Menurut Ahli Hukum Konsumen Jonathan Silverman dari firma hukum London Laytons, pengunjung konser yang tak puas terhadap pertunjukan itu berhak mendapat imbalan.
“Ketika Anda telah membayar untuk pergi ke konser, ada harapan yang masuk akal bahwa Anda harus dapat mendengarnya. Ketika Anda telah membayar £ 170 untuk tiket, harapan itu semakin besar. Jika promotor gagal memberikan konser yang dijanjikannya dengan pelayanan dan keterampilan yang mumpuni, pengunjung konser berhak untuk mendapat imbalan,” kata Silverman kepada The Guardian.
Untuk melancarkan tuntutannya, Silverman mengungkap bahwa penonton harus membawa sebanyak mungkin bukti obyektif, misalnya unggahan media sosial atau ulasan pers. Jika menang, pengadilan akan memberikan proporsi kompensasi tiket yang dibayarkan.
Namun, langkah itu tak mudah, sebab penilaian dalam pertunjukan musik adalah hal yang sangat subyektif. Setiap orang punya penilaian berbeda-beda.
Managing Director Full Color Party, David Ananda mengungkapkan bahwa protes keras dari penonton itu karena ada rumor yang disebarkan oleh pihak yang tidak bertanggung jawab bahwa tiket konser akan dikembalikan jika banyak protes.

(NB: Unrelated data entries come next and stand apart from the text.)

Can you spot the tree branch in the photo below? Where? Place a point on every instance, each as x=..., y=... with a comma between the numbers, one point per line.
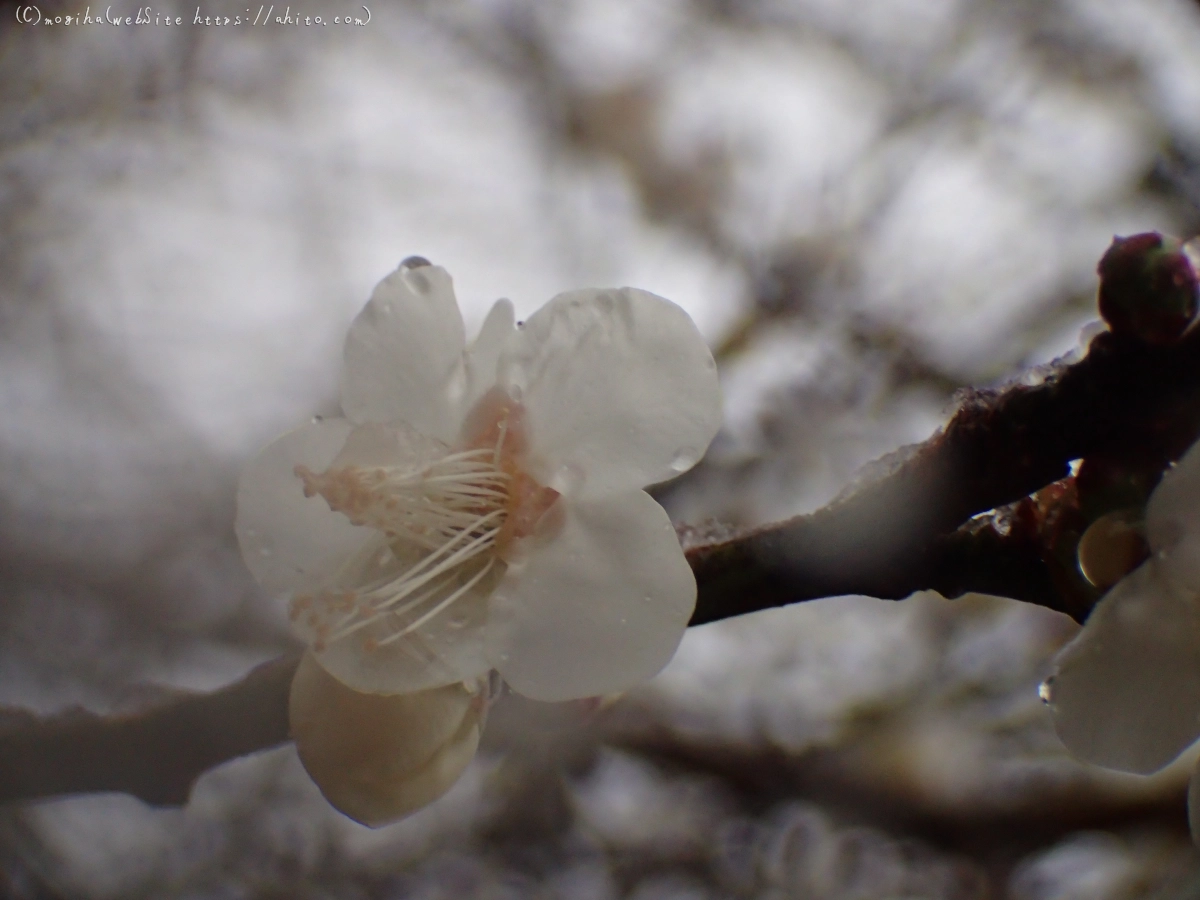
x=912, y=527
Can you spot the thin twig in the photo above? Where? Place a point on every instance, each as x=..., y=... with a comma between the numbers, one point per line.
x=910, y=528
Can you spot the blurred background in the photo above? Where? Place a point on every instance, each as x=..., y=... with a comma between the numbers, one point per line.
x=863, y=205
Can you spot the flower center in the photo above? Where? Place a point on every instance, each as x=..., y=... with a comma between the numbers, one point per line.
x=444, y=525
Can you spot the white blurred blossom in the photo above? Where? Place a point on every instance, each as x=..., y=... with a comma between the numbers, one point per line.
x=1126, y=691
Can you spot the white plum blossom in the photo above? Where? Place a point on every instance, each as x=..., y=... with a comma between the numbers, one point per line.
x=379, y=757
x=480, y=507
x=1126, y=690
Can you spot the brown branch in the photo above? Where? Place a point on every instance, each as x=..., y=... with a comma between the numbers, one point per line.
x=903, y=532
x=1126, y=401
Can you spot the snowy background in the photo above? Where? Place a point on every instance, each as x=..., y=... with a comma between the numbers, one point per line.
x=863, y=205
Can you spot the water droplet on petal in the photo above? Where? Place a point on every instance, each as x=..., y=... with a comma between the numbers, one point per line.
x=1045, y=690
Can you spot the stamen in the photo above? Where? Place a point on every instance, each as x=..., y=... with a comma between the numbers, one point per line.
x=443, y=526
x=444, y=605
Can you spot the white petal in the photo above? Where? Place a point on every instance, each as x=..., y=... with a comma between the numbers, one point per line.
x=484, y=354
x=403, y=353
x=619, y=388
x=291, y=541
x=1126, y=694
x=1173, y=520
x=599, y=607
x=379, y=759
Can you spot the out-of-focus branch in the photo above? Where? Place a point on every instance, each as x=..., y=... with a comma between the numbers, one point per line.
x=911, y=527
x=155, y=755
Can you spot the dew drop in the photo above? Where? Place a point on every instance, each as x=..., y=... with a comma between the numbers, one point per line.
x=568, y=480
x=1045, y=690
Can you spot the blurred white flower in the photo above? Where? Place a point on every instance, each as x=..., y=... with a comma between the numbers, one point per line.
x=480, y=508
x=1126, y=691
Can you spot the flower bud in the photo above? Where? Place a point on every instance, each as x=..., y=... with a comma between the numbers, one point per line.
x=1149, y=287
x=1113, y=546
x=379, y=757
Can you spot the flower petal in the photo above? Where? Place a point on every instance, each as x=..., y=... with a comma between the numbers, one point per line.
x=484, y=354
x=1126, y=693
x=379, y=759
x=405, y=352
x=1173, y=520
x=599, y=607
x=619, y=387
x=291, y=541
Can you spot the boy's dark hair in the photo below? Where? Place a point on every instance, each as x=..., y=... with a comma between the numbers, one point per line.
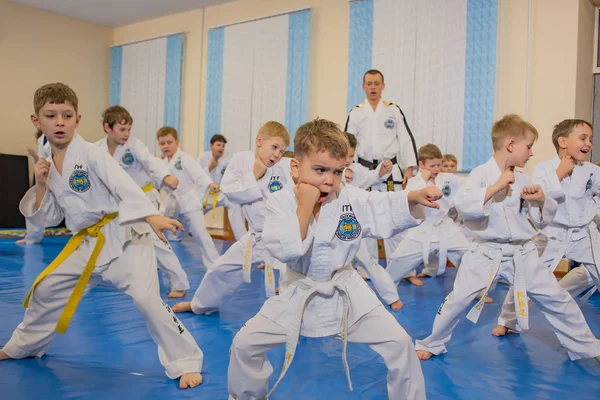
x=351, y=140
x=116, y=115
x=373, y=72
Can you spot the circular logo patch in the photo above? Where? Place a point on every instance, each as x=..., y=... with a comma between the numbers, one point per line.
x=275, y=186
x=79, y=181
x=127, y=158
x=446, y=190
x=348, y=228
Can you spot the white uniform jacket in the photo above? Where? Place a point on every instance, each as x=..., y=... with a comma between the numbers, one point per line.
x=241, y=187
x=329, y=247
x=503, y=218
x=192, y=188
x=92, y=185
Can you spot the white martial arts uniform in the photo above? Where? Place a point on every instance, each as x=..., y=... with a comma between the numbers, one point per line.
x=383, y=134
x=573, y=232
x=185, y=203
x=135, y=158
x=439, y=236
x=234, y=211
x=364, y=178
x=93, y=186
x=234, y=267
x=323, y=295
x=35, y=233
x=504, y=248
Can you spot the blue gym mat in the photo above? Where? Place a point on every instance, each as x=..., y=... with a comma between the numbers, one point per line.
x=107, y=352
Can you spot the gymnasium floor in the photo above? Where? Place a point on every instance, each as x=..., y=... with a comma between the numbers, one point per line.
x=108, y=354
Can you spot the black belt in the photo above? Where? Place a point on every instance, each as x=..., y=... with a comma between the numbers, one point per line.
x=372, y=165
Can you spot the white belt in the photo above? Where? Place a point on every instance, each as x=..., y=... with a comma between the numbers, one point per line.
x=308, y=287
x=497, y=253
x=443, y=247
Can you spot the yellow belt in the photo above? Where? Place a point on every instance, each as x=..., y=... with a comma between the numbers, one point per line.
x=72, y=244
x=215, y=200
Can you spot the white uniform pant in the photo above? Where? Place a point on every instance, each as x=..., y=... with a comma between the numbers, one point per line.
x=250, y=369
x=383, y=283
x=234, y=214
x=169, y=264
x=226, y=276
x=35, y=234
x=577, y=281
x=559, y=308
x=133, y=273
x=194, y=222
x=389, y=245
x=409, y=255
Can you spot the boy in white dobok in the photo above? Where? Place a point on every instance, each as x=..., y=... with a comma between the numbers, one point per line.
x=251, y=177
x=215, y=164
x=185, y=203
x=573, y=182
x=112, y=220
x=316, y=228
x=35, y=233
x=494, y=203
x=368, y=267
x=439, y=236
x=135, y=158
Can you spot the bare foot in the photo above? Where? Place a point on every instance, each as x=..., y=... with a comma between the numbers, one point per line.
x=500, y=330
x=190, y=380
x=415, y=281
x=185, y=306
x=397, y=305
x=176, y=294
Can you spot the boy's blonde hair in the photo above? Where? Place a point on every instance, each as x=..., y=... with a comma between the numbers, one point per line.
x=116, y=115
x=564, y=129
x=351, y=140
x=511, y=126
x=449, y=157
x=54, y=93
x=166, y=131
x=320, y=135
x=271, y=129
x=429, y=152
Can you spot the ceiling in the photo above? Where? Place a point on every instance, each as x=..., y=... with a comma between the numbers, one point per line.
x=116, y=13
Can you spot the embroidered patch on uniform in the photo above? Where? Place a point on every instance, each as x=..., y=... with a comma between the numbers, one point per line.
x=348, y=228
x=588, y=185
x=446, y=190
x=275, y=185
x=127, y=158
x=79, y=181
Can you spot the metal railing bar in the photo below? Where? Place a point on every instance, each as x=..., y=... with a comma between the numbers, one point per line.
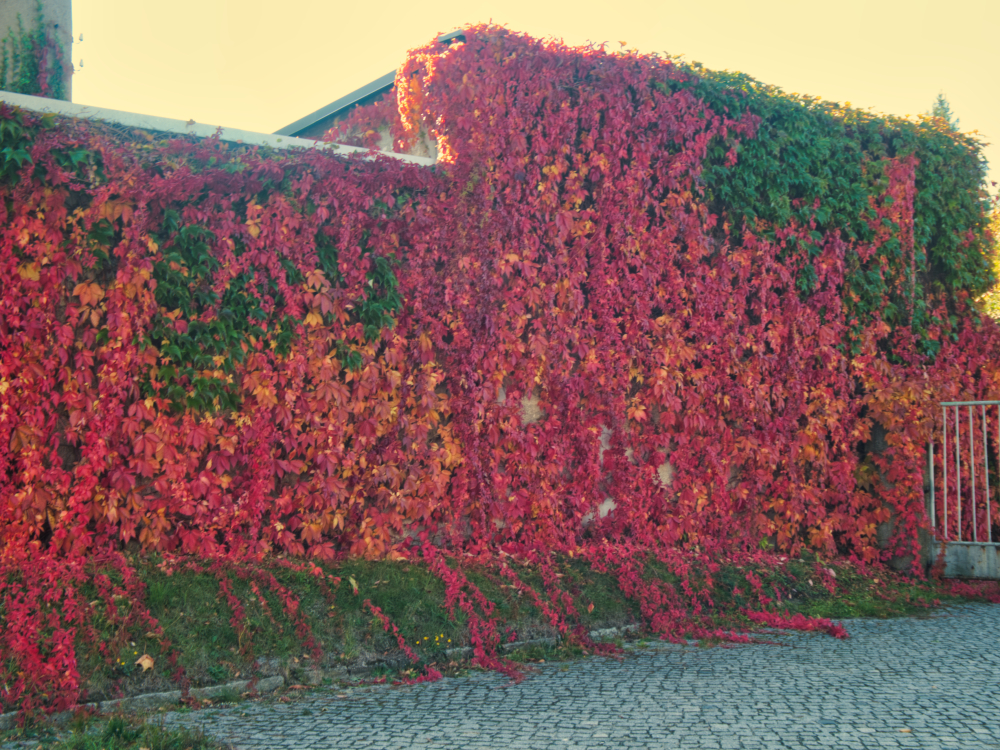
x=944, y=460
x=986, y=470
x=958, y=475
x=972, y=469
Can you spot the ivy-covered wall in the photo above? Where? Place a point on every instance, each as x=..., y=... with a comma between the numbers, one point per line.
x=627, y=285
x=35, y=48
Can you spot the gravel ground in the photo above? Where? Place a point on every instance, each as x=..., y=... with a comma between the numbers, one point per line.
x=906, y=683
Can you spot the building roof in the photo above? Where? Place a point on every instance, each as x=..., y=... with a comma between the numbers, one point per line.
x=130, y=120
x=315, y=124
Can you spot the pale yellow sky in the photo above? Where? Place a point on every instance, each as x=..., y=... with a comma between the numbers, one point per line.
x=261, y=65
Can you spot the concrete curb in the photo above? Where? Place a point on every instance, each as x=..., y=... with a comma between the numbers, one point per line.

“Jujur banyak yang komplain karena banyak rumor yang beredar, katanya ini bisa refund, aku mau bilang itu rumor, enggak akan bisa refund, karena kita sudah deliver show yang oke, yang the best, walaupun kita banyak kekurangan, tapi show udah jalan,” tuturnya.
Jika penonton tak puas dengan pertunjukan di ICE BSD, David mengungkapkan bahwa penggemar bisa membeli tiket Westlife yang diselenggarakan di kota lain, sebab setelah ini Westlife masih tampil di Palembang, Semarang, dan Magelang.